Sieben iranische Fußballerinnen hatten in Australien Asyl beantragt. Fünf haben sich umentschieden und sind wieder im Nahen Osten. Nur zwei Spielerinnen bleiben bei ihrem Entschluss.
Die beiden nach dem Asien-Cup in Australien verbliebenen iranischen Fußballerinnen trainieren nun bei einem Profiklub in Brisbane. Fatemeh Pasandideh und Atefeh Ramezanisadeh wurden auf dem Instagram-Kanal von Brisbane Roar gezeigt, das Duo lachte und trug die Teamkleidung.
Ursprünglich hatten sieben Fußballerinnen nach dem Aus bei dem Turnier Asyl in Australien beantragt. Fünf zogen den Antrag später zurück und wollten in ihr Heimatland zurückkehren. Da eine direkte Reise dahin aufgrund des Krieges nicht möglich ist, hielt sich die Delegation zunächst in Malaysia auf. Dort wurde sie am Montag am Flughafen beim Einchecken beobachtet. Fragen der Reporter beantwortete die Delegation nicht. Auch Mitarbeiter der iranischen Botschaft am Flughafen lehnten eine Stellungnahme ab.

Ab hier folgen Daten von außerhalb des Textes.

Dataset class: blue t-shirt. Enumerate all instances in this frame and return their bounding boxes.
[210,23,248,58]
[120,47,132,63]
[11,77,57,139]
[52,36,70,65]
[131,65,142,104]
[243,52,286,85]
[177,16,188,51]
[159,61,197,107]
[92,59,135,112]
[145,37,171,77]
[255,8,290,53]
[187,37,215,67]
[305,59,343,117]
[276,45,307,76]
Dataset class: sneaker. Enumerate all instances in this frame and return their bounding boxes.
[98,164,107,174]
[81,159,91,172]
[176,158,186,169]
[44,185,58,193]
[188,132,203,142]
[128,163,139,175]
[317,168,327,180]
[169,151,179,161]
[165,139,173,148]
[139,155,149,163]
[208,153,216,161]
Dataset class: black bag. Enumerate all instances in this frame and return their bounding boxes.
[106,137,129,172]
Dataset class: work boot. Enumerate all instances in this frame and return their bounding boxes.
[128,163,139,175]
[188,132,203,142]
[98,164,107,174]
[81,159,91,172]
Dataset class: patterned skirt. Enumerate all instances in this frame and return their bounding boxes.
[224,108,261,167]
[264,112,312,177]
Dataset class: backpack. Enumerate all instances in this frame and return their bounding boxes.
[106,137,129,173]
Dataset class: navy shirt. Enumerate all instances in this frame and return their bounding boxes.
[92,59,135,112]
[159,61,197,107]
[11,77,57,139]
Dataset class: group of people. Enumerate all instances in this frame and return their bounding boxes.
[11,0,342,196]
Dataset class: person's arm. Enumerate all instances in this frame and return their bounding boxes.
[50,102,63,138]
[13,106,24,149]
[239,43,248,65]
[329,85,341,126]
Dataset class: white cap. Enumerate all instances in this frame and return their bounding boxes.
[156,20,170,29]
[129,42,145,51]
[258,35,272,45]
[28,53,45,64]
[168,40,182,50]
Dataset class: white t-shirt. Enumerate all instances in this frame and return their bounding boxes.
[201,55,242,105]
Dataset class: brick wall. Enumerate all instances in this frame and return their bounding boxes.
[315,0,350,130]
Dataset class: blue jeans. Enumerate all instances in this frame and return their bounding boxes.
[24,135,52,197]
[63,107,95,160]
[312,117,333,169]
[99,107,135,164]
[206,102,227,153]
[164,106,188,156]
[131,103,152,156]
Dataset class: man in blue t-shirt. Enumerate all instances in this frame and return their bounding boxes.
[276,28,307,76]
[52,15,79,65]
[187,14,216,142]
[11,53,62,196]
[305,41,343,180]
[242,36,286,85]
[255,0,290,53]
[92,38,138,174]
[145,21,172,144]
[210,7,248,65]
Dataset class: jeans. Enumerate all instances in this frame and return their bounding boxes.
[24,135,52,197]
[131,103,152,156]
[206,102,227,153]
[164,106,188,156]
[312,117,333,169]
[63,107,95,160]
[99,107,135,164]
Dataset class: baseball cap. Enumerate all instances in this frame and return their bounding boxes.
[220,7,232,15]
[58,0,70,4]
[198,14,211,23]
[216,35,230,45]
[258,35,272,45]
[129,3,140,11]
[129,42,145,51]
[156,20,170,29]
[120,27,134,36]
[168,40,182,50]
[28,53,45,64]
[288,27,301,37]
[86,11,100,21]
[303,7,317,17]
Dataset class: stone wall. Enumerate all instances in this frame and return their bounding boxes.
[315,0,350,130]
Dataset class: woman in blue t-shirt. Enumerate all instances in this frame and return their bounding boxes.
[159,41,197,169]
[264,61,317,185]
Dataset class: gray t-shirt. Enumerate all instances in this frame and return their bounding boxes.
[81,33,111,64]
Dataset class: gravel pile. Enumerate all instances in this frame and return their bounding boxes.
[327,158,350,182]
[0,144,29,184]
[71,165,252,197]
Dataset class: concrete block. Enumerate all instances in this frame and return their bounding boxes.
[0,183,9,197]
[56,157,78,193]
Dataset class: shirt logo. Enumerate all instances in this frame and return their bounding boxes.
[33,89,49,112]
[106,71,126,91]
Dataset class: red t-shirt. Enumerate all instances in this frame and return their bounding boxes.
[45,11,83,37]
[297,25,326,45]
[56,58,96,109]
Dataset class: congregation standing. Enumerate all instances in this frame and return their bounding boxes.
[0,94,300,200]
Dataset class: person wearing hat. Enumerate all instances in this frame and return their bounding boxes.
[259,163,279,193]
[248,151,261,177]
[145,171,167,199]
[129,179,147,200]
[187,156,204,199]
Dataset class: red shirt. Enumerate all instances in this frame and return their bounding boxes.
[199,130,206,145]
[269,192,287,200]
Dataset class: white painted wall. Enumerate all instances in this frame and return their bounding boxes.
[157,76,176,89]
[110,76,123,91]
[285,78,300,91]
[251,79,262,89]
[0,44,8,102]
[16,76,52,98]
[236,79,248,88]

Einige Spielerinnen unterhielten sich, während andere an ihren Handys beschäftigt waren. Eine Spielerin kniete sich mehrmals auf eine Matte und betete. Mittlerweile ist die Gruppe in Richtung Oman weitergereist. Es wird erwartet, dass die Spielerinnen danach zurück in den Iran reisen. Über die genaue Route nach der Landung im Oman konnte der Generalsekretär des Asiatischen Fußballverbands, Windsor John, keine Angaben machen. Die Reise sei von der iranischen Botschaft organisiert worden.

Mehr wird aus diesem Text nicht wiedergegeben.